The spatial and temporal dynamics of the ecological pattern in the YRD, based on the LUCC simulation, showed that they will be reduced in the ES pattern of the YRD in 2025, compared to that in 2015. Therefore, according to the changes in spatial relations and the level of urban environmental safety over the past decade (Figure 9 and Table 6), the 15 cities in the YRD can be divided into three categories: (1) The first category is relatively high in terms of the level of urban safety and good natural conditions, including Shaoxing, Ningbo, Taizhou, and Huzhou. (2) The second type of city, including Nantong, Taizhou, Zhenjiang, Nanjing, Hangzhou, Jiaxing. and Yangzhou, has a relatively high overall safety level, and the cities’ ES is kept at a medium level. (3) The third category of city, including Shanghai, Suzhou, Changzhou, and Wuxi, has a relatively high proportion of unsafe and relatively unsafe cities and poor performance of ES. Furthermore, considering the regional ecological characteristics, ecosystem service functions, and ecological sensitivity, the ecological function zones of the YRD were divided.
The first type of city has a high level of ecological security due to favorable geographical positional conditions and the limited level of social and economic development. These four cities can serve as ecological barriers for the development of the YRD, providing functions of biodiversity conservation, water and soil conservation balance, and agricultural products supply.
The level and degree of urbanization in the second-tier cities are relatively high. Residents pay more and more attention to the needs of the natural environment and increase investment in ecological protection. Compared to the first category of cities, the urbanization level and ecological protection in this region can develop in a more coordinated way and provide a more comfortable living environment for residents. Therefore, this area is delimited as the guarantee of the ecological function area of human habitation. In the process of planning and management, on the one hand, the stakeholders are expected to participate in decision making, and the ecological compensation is implemented based on the supply and demand of ecosystem services. On the other hand, it is necessary to identify the trade-off characteristics of ecosystem services on a time scale to avoid the long-term irreversible effects of short-term planning [46].
The third kind of city has a high degree of urbanization and low awareness of natural environment protection.

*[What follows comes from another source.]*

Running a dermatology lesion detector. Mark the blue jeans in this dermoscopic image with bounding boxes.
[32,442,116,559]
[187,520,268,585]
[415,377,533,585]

It is suggested that in the future, land-use planning and management, and the supply and demand characteristics of regional ecosystem service functions should be comprehensively considered, the favorable and unfavorable spatial arrangements of regional types should be determined, and the urban living capacity and health status should be strengthened [47]. It is necessary to arrange basic farmland or build a protective forest isolation belt at the edge of ecological land to reduce the interference caused by external land-use change [48]. This area can be identified as an ecological restoration area of an ecological functional city. The third kind of city has a high degree of urbanization and low awareness of natural environment protection.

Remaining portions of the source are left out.